Le indagini, partite da una denuncia presentata da un genitore, hanno fatto emergere un grave quadro indiziario fondato su testimonianze e registrazioni audio-video effettuate dai militari all’interno della struttura.
Le immagini che incastrano le educatrici
Le telecamere, installate in due sezioni dell’asilo, hanno ripreso episodi di aggressività e atteggiamenti prevaricatori nei confronti dei bambini: offese e frasi umilianti, strattonamenti, schiaffi, scossoni, comportamenti in grado di causare sofferenze fisiche e morali.
Secondo quanto accertato, le condotte contestate sarebbero state tali da compromettere il normale sviluppo psico-fisico dei minori, tutti di età inferiore ai tre anni al momento dei fatti.

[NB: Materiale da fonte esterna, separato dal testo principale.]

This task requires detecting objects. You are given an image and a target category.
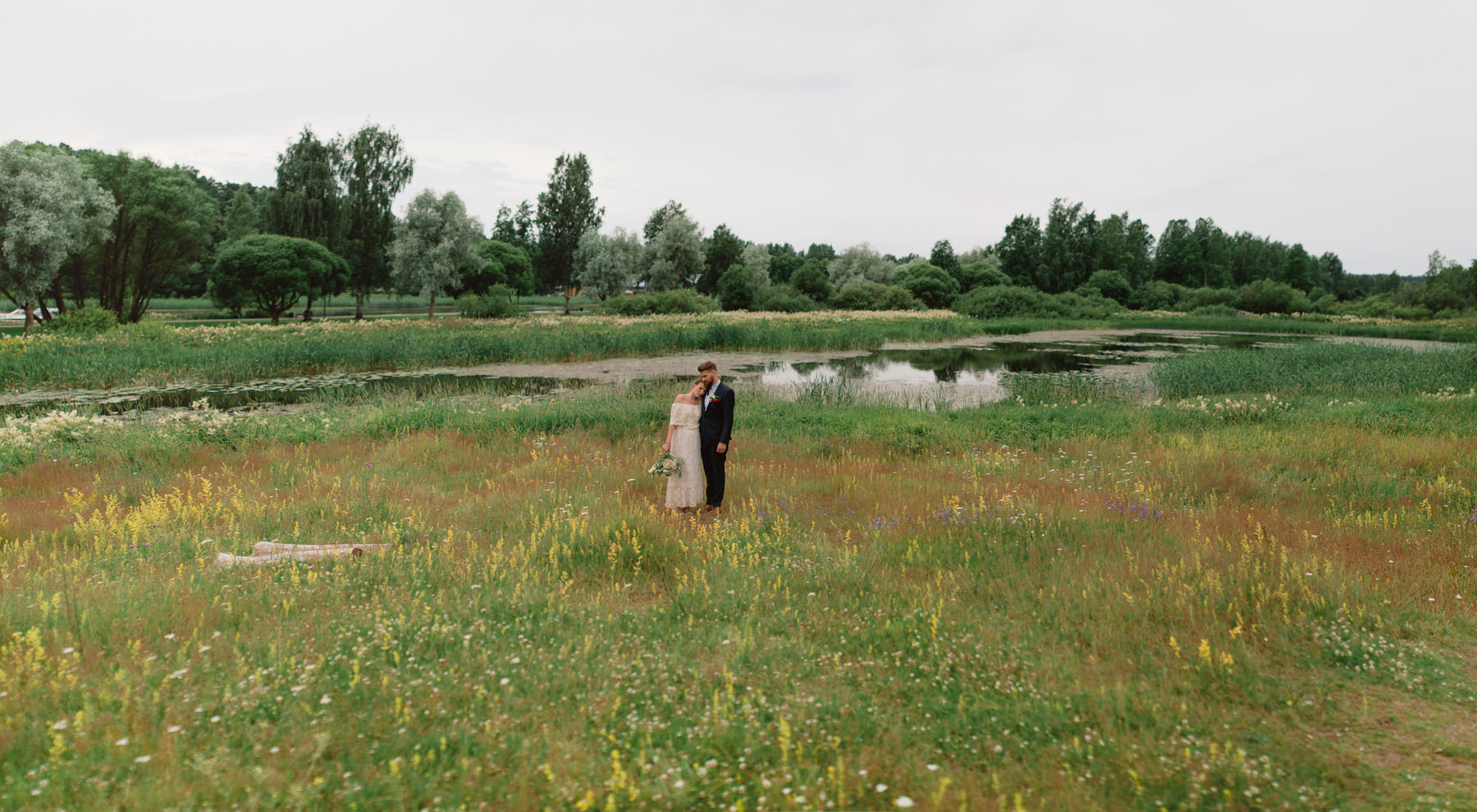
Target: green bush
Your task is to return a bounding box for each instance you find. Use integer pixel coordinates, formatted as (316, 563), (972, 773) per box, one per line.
(790, 260), (833, 301)
(456, 285), (523, 319)
(958, 262), (1010, 294)
(750, 285), (821, 313)
(1237, 279), (1313, 313)
(716, 264), (759, 310)
(600, 288), (718, 316)
(953, 285), (1123, 319)
(43, 306), (118, 335)
(1174, 288), (1241, 313)
(953, 285), (1059, 319)
(1087, 269), (1133, 303)
(118, 314), (179, 341)
(1191, 304), (1239, 317)
(830, 282), (923, 310)
(894, 262), (960, 308)
(1128, 279), (1187, 310)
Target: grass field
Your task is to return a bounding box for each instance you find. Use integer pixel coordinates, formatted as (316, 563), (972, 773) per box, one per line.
(0, 322), (1477, 810)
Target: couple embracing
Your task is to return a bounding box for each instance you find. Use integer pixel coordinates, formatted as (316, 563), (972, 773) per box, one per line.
(661, 360), (734, 513)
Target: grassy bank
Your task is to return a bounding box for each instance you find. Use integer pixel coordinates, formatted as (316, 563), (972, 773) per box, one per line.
(0, 347), (1477, 810)
(0, 312), (1004, 388)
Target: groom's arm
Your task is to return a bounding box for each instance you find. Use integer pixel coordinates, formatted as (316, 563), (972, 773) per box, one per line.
(718, 390), (737, 450)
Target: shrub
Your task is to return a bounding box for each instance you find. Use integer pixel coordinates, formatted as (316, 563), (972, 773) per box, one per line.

In totale, i bambini coinvolti sarebbero 36.
L’indagine della Procura di Potenza
L’inchiesta, coordinata dalla Procura della Repubblica di Potenza, ha delineato un clima di tensione e paura all’interno della struttura, che si trova in regime di convenzione con il Comune.
Le educatrici, secondo gli inquirenti, avrebbero abusato della loro posizione di responsabilità, adottando comportamenti contrari ai principi educativi e alle regole di tutela dei minori.
Una vicenda che scuote la città
La notizia ha suscitato forte indignazione in città e tra le famiglie, già scosse dai primi sospetti emersi mesi fa. L’asilo “Melograno”, fino a oggi considerato un punto di riferimento per molte famiglie potentine, è ora al centro di un’inchiesta che riapre il dibattito sulla formazione e il controllo del personale educativo nelle strutture per l’infanzia.